You were right, we noticed that the socket didn't "click" in, which is a surprisingly common issue 🙂
Now, the problem still remains. orch_stat shows PLUGGED, but DOWN. We ran HCP on MHO and it told us to run the command below on the problematic port. I added the other flags for more information as well.

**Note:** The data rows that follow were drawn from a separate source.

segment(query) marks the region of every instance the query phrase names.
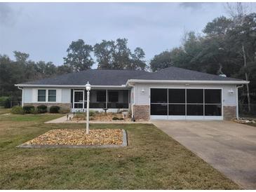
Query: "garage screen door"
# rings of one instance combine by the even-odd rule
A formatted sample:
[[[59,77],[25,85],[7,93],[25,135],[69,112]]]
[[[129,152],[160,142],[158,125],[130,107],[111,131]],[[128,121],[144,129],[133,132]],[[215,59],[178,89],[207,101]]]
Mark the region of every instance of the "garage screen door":
[[[220,89],[151,88],[151,116],[222,116]]]

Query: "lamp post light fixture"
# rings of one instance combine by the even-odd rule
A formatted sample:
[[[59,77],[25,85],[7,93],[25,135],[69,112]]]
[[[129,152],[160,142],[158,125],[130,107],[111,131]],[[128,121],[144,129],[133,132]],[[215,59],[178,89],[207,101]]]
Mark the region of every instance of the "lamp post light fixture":
[[[87,90],[86,134],[89,134],[89,102],[90,102],[90,85],[89,83],[89,81],[87,81],[86,88]]]

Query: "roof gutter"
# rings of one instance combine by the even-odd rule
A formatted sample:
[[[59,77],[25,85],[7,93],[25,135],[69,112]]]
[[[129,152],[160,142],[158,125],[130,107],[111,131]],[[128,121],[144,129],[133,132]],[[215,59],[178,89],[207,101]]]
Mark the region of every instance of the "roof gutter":
[[[15,84],[16,87],[36,87],[36,88],[85,88],[86,85],[36,85],[36,84]],[[91,88],[124,88],[126,85],[91,85]]]
[[[189,84],[248,84],[250,81],[193,81],[193,80],[144,80],[144,79],[129,79],[129,83],[189,83]]]

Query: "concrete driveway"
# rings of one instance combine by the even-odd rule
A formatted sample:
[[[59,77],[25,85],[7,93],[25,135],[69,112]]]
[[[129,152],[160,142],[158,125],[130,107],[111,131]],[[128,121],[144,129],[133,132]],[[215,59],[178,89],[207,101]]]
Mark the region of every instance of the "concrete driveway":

mlxlink -d /dev/mst/mt53100_pci_cr0 -m -e -p 23 -c --show_ber_monitor
And here's the output:
Operational Info
---------------
State : Polling
Physical state : ETH_AN_FSM_AN_GOOD_CHECK
Speed : N/A
Width : N/A
FEC : N/A
Loopback Mode : No Loopback
Auto Negotiation : ON
Supported Info
-------------
Enabled Link Speed (Ext.) : 0x00000200 (100G_4X)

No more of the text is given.